(In case you were getting all dewey-eyed for the 70s)
Before George P. Schultz landed in the Reagan Administration as Secretary of State, he served for a while as Treasury Secretary under Richard Nixon, right during the fabled Energy Crisis of the 1970s.
Granted, we hadn't gone through this kind of thing before. It was 1973 and we were about to be distracted in a big way by Watergate, but the thought of skyrocketing gas prices, panic buying at the pumps and oil companies raking in massive profits just hadn't happened this way before or to this extent.
And so everyone, including Schultz was busy scratching their heads wondering what to do as is evidence by this exchange during his appearance on Meet The Press from December 2, 1973.
Irving R. Levine (NBC News): “Would not higher prices for gasoline favor higher income groups to the disadvantage of lower paid people?”
Schultz: “Not necessarily. The . . obviously you have a family budget with so much purchase of gasoline and fuel oil, and to the extent that lower income groups use proportionate to their income a little bit more than higher income groups, it has some of that effect. But I don’t think it’s a major problem in the family budget.”
Levine: “ But would not a lower . . .
Schultz: “It’s much more of a problem than if we don’t pay the price that is necessary and we don’t have any fuel.”

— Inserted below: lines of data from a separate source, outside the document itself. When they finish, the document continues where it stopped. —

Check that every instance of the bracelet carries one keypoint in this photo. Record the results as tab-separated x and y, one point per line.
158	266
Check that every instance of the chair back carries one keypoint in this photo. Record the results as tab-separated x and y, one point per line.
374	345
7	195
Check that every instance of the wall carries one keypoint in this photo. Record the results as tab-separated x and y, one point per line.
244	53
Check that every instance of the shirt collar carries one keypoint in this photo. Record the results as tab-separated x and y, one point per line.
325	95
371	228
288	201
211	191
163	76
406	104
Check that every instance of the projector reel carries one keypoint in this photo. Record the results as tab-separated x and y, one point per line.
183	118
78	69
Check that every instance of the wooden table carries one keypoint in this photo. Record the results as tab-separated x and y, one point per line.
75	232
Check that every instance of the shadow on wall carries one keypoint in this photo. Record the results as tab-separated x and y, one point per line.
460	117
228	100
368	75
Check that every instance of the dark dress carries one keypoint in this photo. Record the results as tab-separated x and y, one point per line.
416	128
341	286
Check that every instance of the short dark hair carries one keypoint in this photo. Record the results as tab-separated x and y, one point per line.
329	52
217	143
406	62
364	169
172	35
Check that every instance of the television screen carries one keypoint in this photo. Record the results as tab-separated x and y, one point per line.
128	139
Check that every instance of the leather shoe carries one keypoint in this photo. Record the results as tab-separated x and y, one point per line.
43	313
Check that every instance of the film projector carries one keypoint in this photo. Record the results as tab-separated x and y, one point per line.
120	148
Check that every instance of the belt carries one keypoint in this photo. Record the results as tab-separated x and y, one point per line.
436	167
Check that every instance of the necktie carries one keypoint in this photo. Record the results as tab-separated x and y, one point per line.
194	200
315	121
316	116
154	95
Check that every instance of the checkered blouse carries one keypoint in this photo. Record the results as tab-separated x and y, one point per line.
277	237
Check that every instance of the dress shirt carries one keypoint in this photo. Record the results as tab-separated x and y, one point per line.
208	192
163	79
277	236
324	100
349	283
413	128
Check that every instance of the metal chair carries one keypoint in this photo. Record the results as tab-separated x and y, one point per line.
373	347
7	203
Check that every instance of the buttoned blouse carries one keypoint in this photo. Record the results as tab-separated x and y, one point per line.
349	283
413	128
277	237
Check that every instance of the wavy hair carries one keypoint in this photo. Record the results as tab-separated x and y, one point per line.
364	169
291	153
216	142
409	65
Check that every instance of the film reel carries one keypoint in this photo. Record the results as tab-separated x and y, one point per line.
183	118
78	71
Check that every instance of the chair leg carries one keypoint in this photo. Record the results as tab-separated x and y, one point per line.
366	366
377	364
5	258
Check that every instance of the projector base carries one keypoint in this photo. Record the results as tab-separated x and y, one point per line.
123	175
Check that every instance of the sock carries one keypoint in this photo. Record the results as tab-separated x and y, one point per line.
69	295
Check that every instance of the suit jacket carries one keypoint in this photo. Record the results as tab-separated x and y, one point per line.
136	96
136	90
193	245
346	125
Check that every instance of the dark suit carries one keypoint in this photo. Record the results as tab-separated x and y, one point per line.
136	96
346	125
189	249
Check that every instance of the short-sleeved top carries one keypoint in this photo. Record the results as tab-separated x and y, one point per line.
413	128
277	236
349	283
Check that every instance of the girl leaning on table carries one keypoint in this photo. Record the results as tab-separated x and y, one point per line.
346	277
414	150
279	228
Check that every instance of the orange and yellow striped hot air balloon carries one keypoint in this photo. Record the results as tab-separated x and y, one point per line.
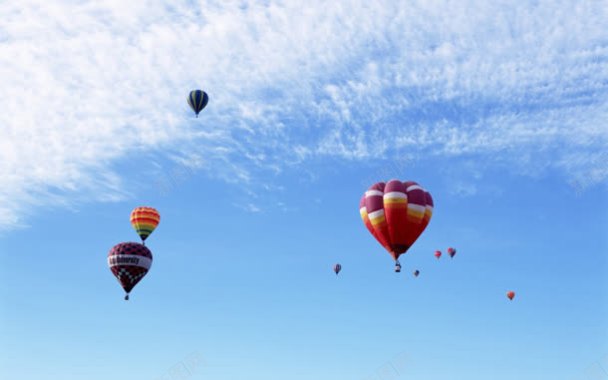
396	213
144	220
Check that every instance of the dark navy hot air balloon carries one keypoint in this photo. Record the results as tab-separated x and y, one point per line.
197	100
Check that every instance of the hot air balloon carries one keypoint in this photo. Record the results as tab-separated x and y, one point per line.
337	268
451	252
144	220
129	262
198	100
396	213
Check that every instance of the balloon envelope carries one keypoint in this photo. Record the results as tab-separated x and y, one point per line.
337	268
451	252
144	220
396	213
129	263
197	100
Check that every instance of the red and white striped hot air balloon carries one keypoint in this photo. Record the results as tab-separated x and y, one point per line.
396	213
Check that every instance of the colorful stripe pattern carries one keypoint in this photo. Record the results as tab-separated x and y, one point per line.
451	252
396	214
129	263
144	220
198	100
337	268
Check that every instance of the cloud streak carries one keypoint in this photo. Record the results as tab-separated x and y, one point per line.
87	86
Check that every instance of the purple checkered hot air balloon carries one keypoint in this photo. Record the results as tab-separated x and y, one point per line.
129	263
451	252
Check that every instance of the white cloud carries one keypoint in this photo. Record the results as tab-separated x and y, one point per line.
86	86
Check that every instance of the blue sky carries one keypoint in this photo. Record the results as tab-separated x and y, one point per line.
498	110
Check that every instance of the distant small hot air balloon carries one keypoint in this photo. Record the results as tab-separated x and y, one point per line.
198	100
144	220
451	252
129	262
396	213
337	268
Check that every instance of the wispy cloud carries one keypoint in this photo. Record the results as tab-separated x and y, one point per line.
86	86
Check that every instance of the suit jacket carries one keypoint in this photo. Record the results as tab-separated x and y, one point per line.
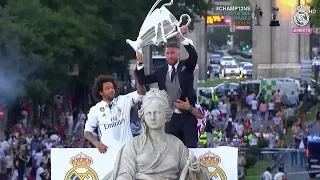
185	72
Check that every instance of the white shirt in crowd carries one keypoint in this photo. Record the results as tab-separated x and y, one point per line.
215	112
9	161
38	157
279	176
239	129
267	175
14	174
114	121
39	171
2	155
4	145
70	120
223	107
271	106
82	117
253	141
48	145
254	104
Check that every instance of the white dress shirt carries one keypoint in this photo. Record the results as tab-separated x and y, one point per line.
113	123
185	42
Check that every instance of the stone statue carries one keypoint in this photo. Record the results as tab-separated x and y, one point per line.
258	15
155	155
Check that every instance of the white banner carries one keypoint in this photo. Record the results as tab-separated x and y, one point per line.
89	164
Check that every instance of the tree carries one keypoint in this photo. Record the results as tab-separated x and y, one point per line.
219	37
53	35
315	18
245	36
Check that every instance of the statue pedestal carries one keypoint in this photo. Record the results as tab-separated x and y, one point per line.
277	52
278	70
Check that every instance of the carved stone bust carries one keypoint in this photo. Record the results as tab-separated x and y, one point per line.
155	155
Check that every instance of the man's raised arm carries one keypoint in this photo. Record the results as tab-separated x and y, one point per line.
91	124
141	77
192	60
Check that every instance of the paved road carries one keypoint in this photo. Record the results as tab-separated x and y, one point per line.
221	76
295	169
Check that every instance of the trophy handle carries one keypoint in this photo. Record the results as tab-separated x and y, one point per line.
168	4
183	16
154	6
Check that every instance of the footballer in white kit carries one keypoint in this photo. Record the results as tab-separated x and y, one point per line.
111	115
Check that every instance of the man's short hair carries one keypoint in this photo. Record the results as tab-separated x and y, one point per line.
172	45
98	85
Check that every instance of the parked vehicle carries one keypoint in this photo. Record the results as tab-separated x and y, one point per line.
231	70
215	59
213	70
241	66
227	60
247	70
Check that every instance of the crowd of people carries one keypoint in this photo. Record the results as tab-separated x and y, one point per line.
224	129
25	151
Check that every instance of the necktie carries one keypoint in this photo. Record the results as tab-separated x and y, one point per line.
173	73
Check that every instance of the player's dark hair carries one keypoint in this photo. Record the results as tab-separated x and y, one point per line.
98	85
172	44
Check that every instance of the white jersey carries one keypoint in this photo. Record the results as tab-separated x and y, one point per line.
113	120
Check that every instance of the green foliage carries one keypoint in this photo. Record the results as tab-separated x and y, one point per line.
253	150
291	120
251	156
245	36
55	35
251	160
244	55
219	36
262	143
315	18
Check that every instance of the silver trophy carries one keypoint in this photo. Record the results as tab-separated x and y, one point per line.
159	25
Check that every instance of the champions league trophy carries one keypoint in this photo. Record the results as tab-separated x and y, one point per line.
274	21
159	25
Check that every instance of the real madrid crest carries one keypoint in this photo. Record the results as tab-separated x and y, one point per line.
81	169
301	17
212	161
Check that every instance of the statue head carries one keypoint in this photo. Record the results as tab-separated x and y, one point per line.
155	110
154	113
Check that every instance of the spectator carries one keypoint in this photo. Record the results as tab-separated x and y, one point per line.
263	110
271	108
223	109
280	175
40	175
254	106
267	174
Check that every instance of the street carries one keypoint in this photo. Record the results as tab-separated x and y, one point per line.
221	76
294	172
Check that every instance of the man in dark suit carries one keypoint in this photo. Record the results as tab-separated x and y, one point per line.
176	77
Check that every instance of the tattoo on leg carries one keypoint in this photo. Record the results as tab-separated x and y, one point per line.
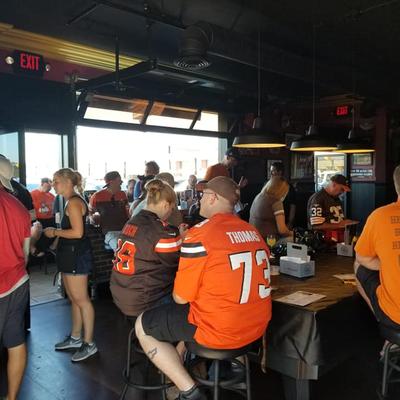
152	353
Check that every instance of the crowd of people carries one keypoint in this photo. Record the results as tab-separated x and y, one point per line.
180	283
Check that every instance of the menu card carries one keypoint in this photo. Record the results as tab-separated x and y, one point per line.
347	278
301	298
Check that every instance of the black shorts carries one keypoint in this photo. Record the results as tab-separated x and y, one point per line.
12	317
169	323
71	261
370	280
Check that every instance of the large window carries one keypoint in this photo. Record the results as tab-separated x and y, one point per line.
102	150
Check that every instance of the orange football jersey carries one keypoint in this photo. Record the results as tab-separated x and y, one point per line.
224	274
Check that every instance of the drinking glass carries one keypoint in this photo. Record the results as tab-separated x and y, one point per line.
271	241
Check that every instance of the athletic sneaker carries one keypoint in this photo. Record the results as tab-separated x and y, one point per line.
69	343
192	394
84	352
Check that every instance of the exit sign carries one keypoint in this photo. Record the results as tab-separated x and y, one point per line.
28	63
343	111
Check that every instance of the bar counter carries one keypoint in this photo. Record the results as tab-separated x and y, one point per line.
305	342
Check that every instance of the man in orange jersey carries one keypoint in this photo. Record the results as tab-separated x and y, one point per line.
223	274
377	264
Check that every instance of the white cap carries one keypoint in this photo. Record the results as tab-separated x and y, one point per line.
6	173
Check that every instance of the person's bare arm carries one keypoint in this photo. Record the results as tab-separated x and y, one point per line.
292	214
369	262
75	213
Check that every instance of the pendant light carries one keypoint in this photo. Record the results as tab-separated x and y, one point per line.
258	138
354	144
312	141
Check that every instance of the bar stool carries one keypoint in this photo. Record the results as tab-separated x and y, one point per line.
134	349
239	383
391	357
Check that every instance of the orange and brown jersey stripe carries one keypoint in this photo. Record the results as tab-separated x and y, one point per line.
193	250
169	245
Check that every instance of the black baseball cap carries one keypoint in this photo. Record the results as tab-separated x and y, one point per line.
341	180
233	152
110	176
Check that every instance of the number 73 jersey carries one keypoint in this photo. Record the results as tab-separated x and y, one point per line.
224	274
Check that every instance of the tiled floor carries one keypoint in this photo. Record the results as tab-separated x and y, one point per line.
41	285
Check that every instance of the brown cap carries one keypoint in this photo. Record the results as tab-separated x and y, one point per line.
225	187
110	176
341	180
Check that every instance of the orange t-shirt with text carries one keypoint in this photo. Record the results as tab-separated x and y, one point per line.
216	170
224	275
381	238
43	204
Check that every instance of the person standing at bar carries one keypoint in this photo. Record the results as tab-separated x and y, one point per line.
74	260
377	265
325	210
289	204
15	225
225	167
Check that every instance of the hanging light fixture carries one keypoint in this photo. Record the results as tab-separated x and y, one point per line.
258	138
312	141
354	144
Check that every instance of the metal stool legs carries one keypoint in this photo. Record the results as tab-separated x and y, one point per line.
242	375
130	363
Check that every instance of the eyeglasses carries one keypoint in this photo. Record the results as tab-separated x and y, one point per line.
201	194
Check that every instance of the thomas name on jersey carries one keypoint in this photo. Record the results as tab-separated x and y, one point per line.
243	237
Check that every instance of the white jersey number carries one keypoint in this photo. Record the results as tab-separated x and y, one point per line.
245	259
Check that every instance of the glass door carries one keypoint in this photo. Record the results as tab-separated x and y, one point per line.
9	148
44	154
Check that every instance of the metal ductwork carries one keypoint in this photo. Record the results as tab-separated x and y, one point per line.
195	41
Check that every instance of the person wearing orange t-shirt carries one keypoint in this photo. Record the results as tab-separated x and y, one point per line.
43	202
223	274
377	264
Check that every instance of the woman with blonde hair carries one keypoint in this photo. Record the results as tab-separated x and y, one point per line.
267	213
147	256
74	261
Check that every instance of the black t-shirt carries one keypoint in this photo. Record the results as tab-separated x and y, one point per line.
322	207
22	194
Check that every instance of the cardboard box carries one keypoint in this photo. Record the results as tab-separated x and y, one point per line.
297	263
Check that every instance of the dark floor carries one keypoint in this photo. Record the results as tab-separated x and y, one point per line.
50	375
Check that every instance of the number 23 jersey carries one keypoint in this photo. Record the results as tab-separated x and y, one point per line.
224	274
322	208
145	263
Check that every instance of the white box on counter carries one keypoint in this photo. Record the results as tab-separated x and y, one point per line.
297	263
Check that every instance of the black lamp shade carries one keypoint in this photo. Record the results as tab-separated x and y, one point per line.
313	143
353	146
259	141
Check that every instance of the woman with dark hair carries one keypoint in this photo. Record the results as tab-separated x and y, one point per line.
147	256
74	261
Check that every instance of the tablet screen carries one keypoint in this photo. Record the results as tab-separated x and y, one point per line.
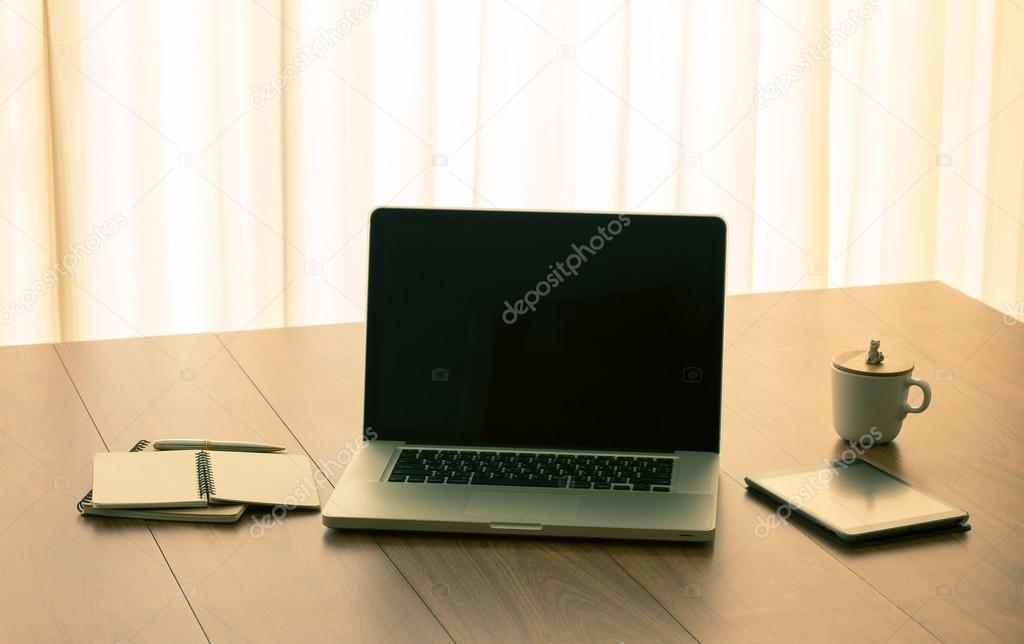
853	498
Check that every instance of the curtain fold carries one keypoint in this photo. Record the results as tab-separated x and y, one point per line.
174	167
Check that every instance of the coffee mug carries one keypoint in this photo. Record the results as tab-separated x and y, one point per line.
869	408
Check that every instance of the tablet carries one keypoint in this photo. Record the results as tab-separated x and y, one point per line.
856	501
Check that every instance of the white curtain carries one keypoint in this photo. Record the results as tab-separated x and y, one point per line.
183	166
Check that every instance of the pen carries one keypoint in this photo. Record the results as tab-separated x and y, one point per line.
223	445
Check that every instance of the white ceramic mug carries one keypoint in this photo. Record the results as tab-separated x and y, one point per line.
870	409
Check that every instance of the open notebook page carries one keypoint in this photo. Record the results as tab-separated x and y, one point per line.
145	480
263	479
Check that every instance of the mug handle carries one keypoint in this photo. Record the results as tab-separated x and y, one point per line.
925	389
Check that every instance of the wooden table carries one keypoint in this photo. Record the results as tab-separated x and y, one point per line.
71	577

Levine: “But would not a person with a big income feel free to buy whatever amount of gas is necessary to do the driving that he wishes to do, where a lower income person would not be able to?”
Schultz: “That is true of all kinds of things that are reflected in the buying power of people at different incomes.”
Levine: “ Do You oppose rationing entirely, even as a last resort?
Schultz: “Well I said it should be the absolute last resort, and I’m not really sure that it is a genuine alternative in the sense of being really a workable type of system. Of course there are various kinds of rationing, and depending on how its designed it could work better or worse. I think it is worth remembering that toward the end of World War Two we had patriotic fervor and so on, we had six thousand people in OPA, enforcing . .getting after people in the black market, which I think gives you an idea the difficulties of a rationing system.”
Okay, no simple answer. But the disconnect associated with "well, only higher income people drive" strikes me as typical Republican response. Even during the course of the interview, Schultz offers a few snide asides about higher and lower economic brackets. And of course, he was very much in favor of letting the marketplace go insane.
Remember the definition of insanity - doing the same thing over and over expecting different results - or as a friend put it, doing the same thing over and over and knowing what the results are going to be.